Kathleen's tribute includes a quotation from the closing paragraphs of "E Unibus Pluram" (1993):
[Mark] Leyner's work, the best image-fiction yet, is both amazing and forgettable, wonderful and oddly hollow. I'm finishing up by talking about it at length because, in its masterful reabsorption of the very features TV had absorbed from postmodern lit, it seems as of now the ultimate union of U.S. television and fiction. It seems also to limn the qualities of image-fiction itself in stark relief: the best stuff the subgenre's produced to date is hilarious, upsetting, sophisticated, and extremely shallow—and just plain doomed by its desire to ridicule a TV-culture whose ironic mockery of itself and all "outdated" value absorbs all ridicule. Leyner's attempt to "respond" to television via ironic genuflection is all too easily subsumed into the tired televisual ritual of mock worship.
Entirely possible that my plangent cries about the impossibility of rebelling against an aura that promotes and attenuates all rebellion says more about my residency inside that aura, my own lack of vision, than it does about any exhaustion of U.S. fiction's possibilities. The next real literary "rebels" in this country might well emerge as some weird bunch of "anti-rebels," born oglers who dare to back away from ironic watching, who have the childish gall actually to endorse single-entendre values. Who treat old untrendy human troubles and emotions in U.S. life with reverence and conviction. Who eschew self-consciousness and fatigue. These anti-rebels would be outdated, of course, before they even started. Too sincere. Clearly repressed. Backward, quaint, naive, anachronistic. Maybe that'll be the point, why they'll be the next real rebels. Real rebels, as far as I can see, risk things. Risk disapproval. The old postmodern insurgents risked the gasp and squeal: shock, disgust, outrage, censorship, accusations of socialism, anarchism, nihilism. The new rebels might be the ones willing to risk the yawn, the rolled eyes, the cool smile, the nudged ribs, the parody of gifted ironists, the "How banal." Accusations of sentimentality, melodrama. Credulity. Willingness to be suckered by a world of lurkers and starers who fear gaze and ridicule above imprisonment without law.
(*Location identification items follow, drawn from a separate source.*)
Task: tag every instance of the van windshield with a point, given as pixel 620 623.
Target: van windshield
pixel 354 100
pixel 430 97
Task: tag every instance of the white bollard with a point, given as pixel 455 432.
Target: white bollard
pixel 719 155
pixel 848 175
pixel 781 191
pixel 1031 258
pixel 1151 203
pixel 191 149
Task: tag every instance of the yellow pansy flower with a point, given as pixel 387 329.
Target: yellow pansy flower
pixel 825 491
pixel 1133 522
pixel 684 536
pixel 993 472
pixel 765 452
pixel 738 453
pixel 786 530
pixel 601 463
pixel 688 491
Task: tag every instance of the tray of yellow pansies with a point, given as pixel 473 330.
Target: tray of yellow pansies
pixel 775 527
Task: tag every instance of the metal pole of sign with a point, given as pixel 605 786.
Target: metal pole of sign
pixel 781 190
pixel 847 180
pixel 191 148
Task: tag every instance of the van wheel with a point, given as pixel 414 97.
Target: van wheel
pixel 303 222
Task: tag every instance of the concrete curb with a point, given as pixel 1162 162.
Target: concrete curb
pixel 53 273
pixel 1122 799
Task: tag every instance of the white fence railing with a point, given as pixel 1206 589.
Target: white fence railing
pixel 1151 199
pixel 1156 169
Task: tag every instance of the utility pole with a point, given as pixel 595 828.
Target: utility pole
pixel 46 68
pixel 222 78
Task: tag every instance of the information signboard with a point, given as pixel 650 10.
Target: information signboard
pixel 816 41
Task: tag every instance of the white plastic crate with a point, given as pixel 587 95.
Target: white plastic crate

Look at the date. How has television changed since 1993? By embracing the single-entendre. Consider Joyce Millman's initial response to Buffy:
Early on, "Buffy" was more obvious and jokey with its metaphors ("You're a 16-year-old girl who thinks her problems are the end of the world," Buffy's mom prattles).
Why did the show improve? Because Whedon mastered the art of writing characters who owned their entendres. The line Millman complains about comes at the expense of Buffy's mother. By the conclusion of the second season, those easy ironies had disappeared. The backward, quaint, naive, anachronistic, banal, sentimental, melodramatic story of the boy who changed after sleeping with his girlfriend had been infused with the show's lore and become the stuff of Greek tragedy—while still always being about the boy who changed after sleeping with his girlfriend.
The single-entendre. (Not that this is how Whedon employed the term on the show itself.) The phrase that knows it means more but insists on meaning without winking. The phrase that rages against the sighing of the bright. In this respect, Buffy and Infinite Jest belong to the line of works too-clever-by-whole inaugurated by Ulysses: simple stories told the only way their simplicity could be understood by their audiences. So eager are these folks to impress upon their peers the singular genius they possess, they write about a rabbinical interpretation of "ben Bloom Elijah" instead of focusing on the fact that "the Voice of Heaven" thrice orphans poor Leopold, son to a dead father, husband to a cheating wife, father to a dead son.
Or they start a blog.
There's too much of me on the internet. ("Three blogs is three too many," I've been told.) But the first time I was on the internet was when someone told someone about a paper I'd written for Katherine Hayles's "Big Books" seminar way back in 2001—I didn't even have a blog then, much less three—and someone else asked me if they could put my seminar paper online where David Foster Wallace himself might read it. Suffering from being insufferable—early grad arrogance is always ugly—I slapped it online and sent them a link.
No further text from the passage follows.